Двое суток промелькнули, как сон. В стройпосёлке стало тихо и неуютно. Я зашёл в казарму, где в основном нары были свободны. На камбузе ещё пахло недавно приготовленным завтраком, но печи были холодными.
Я пошёл на берег. На рейде стоял маленький кораблик. Диву даёшься, как он может вместить столько людей! К берегу подошёл катерок со шлюпкой. Погода была на диво тихой. Первая группа солдат в считанные минуты заполнила шлюпку и катер. Оставшимся передали пакет с письмами с большой земли. Я получил от Софушки сразу три письма. Она вернулась с юга и начала работать в школе опять с большой загрузкой. Дома, в Одессе и в Овидиополе всё в порядке. Все живы и здоровы, чего и мне желают. Из прежних друзей заходит иногда Зарин, в основном знакомство ведёт с учителями. Есть довольно интересные и содержательные люди. Живёт она теперь в семейном общежитии. Комната 16 квадратных метров тёплая, дровами обеспечена – вот, собственно, и всё. В заключение было высказано беспокойство, как мне работается, здоров ли. «Скучаю, жду, целую, Софья». Все три письма были на один манер. Я тоже скучаю, жду, но когда вернусь – понятия не имею. Не секрет, что письмам я был рад, но секретом не будет и то, что на душе стало ещё хуже. Распрощавшись с личным составом и офицерами, отбывающими на большую землю, я ушёл домой. Завтра рабочий день, остались два отделения. В прорабской комнате я провёл остаток дня. Был составлен график работ в расчёте на двадцать человек. Теперь мне нужно будет вести внутренние работы, такие, как работа кухни, прачечной, бани, пекарни. На все эти работы были оставлены солдаты, но увязывать всё во времени и обеспечивать транспортом должен я. Работая, несколько забылся. После вечерней поверки с ребятами «забивали козла». Так потекло время последнего этапа экспедиции.

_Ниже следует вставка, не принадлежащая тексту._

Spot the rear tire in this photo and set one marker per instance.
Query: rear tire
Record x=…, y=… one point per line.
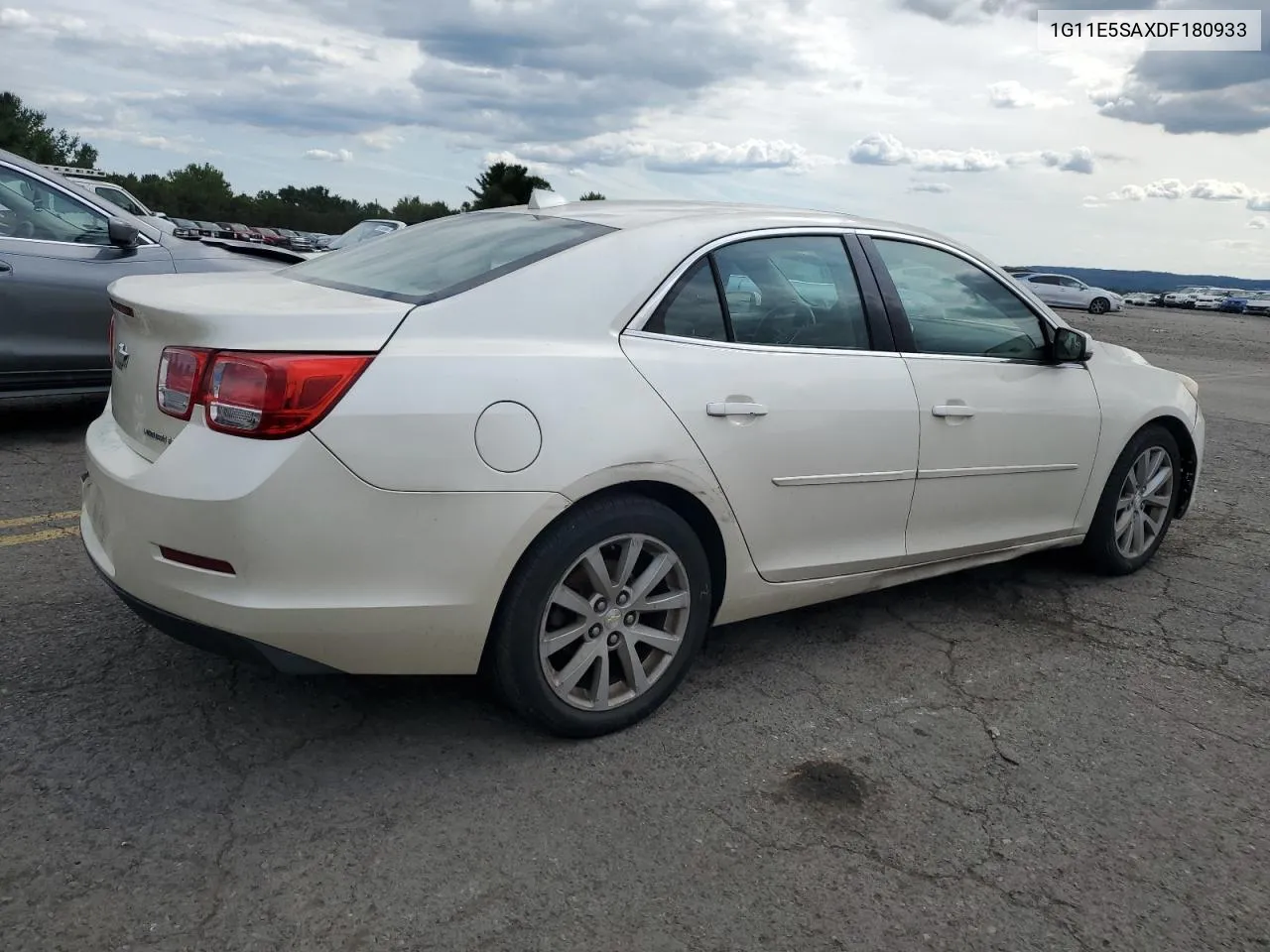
x=602, y=619
x=1134, y=513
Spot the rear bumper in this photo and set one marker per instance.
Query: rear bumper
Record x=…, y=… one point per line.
x=214, y=642
x=326, y=567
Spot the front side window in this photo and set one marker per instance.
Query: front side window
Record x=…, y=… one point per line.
x=953, y=307
x=793, y=291
x=42, y=213
x=445, y=257
x=119, y=198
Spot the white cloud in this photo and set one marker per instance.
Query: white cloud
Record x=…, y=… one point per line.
x=325, y=155
x=1202, y=189
x=185, y=145
x=381, y=140
x=883, y=149
x=1012, y=94
x=665, y=155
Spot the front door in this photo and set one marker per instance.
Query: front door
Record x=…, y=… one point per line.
x=812, y=434
x=56, y=262
x=1007, y=436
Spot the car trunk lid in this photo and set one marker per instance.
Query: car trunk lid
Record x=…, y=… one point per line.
x=230, y=311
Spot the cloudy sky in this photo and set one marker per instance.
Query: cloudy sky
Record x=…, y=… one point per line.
x=944, y=113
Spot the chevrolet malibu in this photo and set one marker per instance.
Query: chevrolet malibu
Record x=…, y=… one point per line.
x=556, y=443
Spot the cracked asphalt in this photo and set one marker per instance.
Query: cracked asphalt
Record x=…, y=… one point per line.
x=1016, y=758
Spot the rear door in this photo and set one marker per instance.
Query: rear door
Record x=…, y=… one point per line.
x=1007, y=436
x=794, y=397
x=56, y=262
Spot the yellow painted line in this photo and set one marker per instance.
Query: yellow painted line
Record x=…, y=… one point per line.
x=36, y=520
x=63, y=532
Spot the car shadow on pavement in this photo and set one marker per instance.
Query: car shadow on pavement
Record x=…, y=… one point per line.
x=262, y=707
x=49, y=417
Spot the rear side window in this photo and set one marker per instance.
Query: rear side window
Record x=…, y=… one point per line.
x=693, y=309
x=444, y=257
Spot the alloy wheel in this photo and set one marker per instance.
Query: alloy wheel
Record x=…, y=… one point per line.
x=1142, y=508
x=615, y=622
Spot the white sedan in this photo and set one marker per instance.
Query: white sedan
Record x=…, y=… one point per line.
x=1066, y=291
x=558, y=442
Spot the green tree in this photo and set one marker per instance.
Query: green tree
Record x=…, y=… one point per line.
x=27, y=132
x=504, y=184
x=199, y=191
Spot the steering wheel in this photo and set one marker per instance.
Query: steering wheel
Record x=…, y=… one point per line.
x=789, y=312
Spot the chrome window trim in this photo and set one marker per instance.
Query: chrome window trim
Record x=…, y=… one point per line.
x=758, y=348
x=73, y=197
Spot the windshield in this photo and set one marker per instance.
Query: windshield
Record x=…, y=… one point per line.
x=445, y=257
x=41, y=212
x=362, y=231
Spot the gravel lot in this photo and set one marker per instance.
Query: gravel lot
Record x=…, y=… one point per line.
x=1015, y=758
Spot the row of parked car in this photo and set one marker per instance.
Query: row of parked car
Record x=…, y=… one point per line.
x=95, y=181
x=284, y=238
x=1209, y=298
x=1066, y=291
x=64, y=236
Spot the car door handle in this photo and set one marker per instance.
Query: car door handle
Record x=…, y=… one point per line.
x=735, y=408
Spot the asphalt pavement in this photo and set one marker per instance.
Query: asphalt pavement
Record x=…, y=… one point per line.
x=1015, y=758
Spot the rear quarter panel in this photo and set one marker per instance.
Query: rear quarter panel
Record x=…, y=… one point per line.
x=545, y=338
x=1130, y=397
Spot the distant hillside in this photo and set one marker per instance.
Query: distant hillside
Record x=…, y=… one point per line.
x=1128, y=282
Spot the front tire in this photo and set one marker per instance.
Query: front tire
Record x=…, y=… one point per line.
x=602, y=619
x=1137, y=504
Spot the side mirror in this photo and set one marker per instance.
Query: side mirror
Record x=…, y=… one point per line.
x=1071, y=345
x=121, y=234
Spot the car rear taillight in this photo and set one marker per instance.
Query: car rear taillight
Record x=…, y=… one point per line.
x=266, y=397
x=181, y=377
x=271, y=397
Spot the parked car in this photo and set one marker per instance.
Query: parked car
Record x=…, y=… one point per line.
x=1257, y=304
x=235, y=231
x=1183, y=298
x=1066, y=291
x=365, y=231
x=59, y=249
x=268, y=235
x=185, y=227
x=99, y=184
x=731, y=460
x=295, y=240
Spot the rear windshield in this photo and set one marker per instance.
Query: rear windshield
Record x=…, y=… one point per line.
x=444, y=257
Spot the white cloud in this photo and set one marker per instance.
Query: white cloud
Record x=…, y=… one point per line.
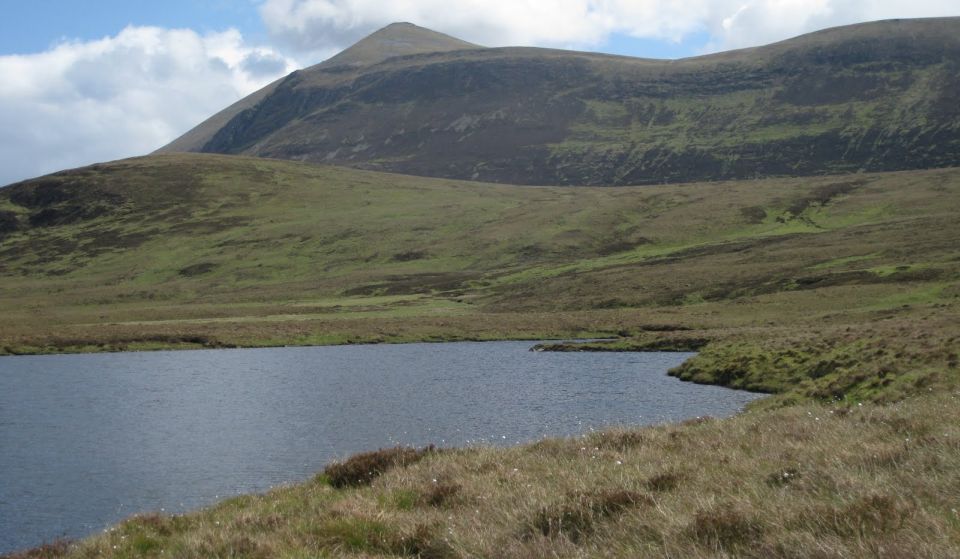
x=84, y=102
x=312, y=25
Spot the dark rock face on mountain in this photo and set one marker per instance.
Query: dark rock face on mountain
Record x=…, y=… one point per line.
x=870, y=97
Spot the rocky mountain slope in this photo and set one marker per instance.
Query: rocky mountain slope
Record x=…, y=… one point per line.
x=869, y=97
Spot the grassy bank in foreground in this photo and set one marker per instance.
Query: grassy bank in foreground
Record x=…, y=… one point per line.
x=827, y=292
x=802, y=481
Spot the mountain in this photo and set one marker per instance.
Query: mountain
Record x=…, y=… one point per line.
x=870, y=97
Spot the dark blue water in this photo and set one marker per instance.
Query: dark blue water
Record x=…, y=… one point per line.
x=86, y=440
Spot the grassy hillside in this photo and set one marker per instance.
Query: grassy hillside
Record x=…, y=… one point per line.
x=852, y=280
x=876, y=97
x=838, y=294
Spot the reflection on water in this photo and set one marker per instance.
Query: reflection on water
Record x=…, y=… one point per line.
x=87, y=440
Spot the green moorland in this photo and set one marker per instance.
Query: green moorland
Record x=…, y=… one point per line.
x=838, y=294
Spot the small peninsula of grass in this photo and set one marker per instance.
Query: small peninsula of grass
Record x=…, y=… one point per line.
x=839, y=296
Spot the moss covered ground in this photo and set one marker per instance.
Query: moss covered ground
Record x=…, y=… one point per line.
x=838, y=294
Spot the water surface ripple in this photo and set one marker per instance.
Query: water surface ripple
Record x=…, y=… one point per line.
x=86, y=440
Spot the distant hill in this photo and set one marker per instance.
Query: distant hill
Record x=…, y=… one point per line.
x=870, y=97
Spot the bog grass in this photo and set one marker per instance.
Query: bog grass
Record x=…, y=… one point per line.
x=838, y=295
x=808, y=480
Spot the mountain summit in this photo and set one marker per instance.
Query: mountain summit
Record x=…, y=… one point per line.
x=396, y=39
x=878, y=96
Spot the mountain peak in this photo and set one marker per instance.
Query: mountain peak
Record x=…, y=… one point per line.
x=396, y=39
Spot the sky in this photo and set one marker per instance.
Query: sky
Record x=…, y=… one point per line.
x=98, y=80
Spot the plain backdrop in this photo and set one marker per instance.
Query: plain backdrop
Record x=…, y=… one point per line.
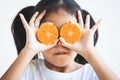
x=109, y=32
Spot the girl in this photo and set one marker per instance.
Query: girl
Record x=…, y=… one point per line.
x=62, y=61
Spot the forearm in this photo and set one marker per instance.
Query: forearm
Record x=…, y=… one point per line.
x=17, y=68
x=102, y=70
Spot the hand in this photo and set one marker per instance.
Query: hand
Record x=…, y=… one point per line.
x=86, y=42
x=31, y=29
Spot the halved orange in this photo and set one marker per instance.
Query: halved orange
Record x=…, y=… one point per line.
x=70, y=32
x=47, y=33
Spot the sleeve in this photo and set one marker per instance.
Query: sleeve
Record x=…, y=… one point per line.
x=90, y=73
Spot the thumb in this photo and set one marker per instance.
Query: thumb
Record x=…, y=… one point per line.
x=65, y=44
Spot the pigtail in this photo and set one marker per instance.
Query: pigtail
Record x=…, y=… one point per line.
x=79, y=58
x=18, y=30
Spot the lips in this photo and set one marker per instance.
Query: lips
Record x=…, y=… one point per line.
x=60, y=53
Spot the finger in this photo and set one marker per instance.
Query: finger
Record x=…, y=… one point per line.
x=39, y=18
x=65, y=44
x=32, y=20
x=52, y=45
x=80, y=19
x=24, y=22
x=87, y=22
x=95, y=27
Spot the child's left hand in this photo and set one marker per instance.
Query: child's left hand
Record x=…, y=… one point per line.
x=86, y=42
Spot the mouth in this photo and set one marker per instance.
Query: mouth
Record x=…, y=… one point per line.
x=61, y=53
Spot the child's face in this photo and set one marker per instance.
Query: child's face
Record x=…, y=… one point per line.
x=59, y=55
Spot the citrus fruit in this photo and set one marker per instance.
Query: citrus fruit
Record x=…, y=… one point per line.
x=70, y=32
x=47, y=33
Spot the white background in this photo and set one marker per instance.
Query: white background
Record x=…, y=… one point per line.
x=109, y=39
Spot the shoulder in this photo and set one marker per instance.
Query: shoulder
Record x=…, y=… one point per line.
x=32, y=69
x=88, y=72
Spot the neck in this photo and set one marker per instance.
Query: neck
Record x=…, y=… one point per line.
x=67, y=68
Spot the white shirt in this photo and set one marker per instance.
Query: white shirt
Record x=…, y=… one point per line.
x=37, y=70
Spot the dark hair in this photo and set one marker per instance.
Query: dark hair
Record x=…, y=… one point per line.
x=69, y=6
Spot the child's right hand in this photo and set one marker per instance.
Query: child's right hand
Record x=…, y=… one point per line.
x=31, y=29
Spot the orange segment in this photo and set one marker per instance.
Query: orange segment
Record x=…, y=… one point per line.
x=47, y=33
x=70, y=32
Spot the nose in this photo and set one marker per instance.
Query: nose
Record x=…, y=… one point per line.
x=59, y=43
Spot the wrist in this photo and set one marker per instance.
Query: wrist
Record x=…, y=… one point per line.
x=30, y=50
x=89, y=53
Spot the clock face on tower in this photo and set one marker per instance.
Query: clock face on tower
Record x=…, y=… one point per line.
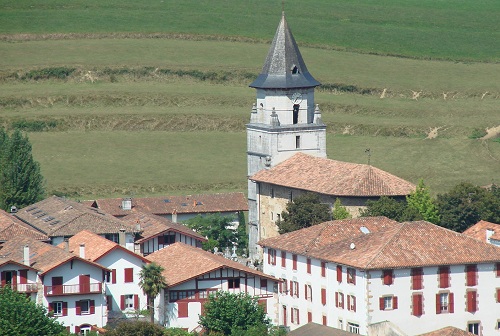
x=297, y=98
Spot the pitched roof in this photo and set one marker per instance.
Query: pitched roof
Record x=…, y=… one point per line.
x=57, y=216
x=96, y=246
x=43, y=256
x=204, y=203
x=11, y=227
x=284, y=67
x=400, y=245
x=448, y=331
x=331, y=177
x=184, y=262
x=153, y=225
x=481, y=228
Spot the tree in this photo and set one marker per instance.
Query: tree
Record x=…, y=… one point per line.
x=233, y=313
x=219, y=229
x=21, y=182
x=152, y=282
x=340, y=211
x=21, y=316
x=304, y=211
x=420, y=201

В один из дней нас проведала гостья, ненка из правления колхоза. Аня была депутатом Архангельского областного совета. Она проверяла бригады оленеводов, которые уже кочевали на юг, к Мизени, и по дороге захватила в Шойне для нас почту. Опять я получил два письма от жены. Она с огорчением сообщила, что нас с точки снимут только в начале ноября. Это ей сказал Иванько. Официально этой информации мы не получили. С Аней я передал письмо домой. Она на обратном пути отдаст его на почте в Шойне.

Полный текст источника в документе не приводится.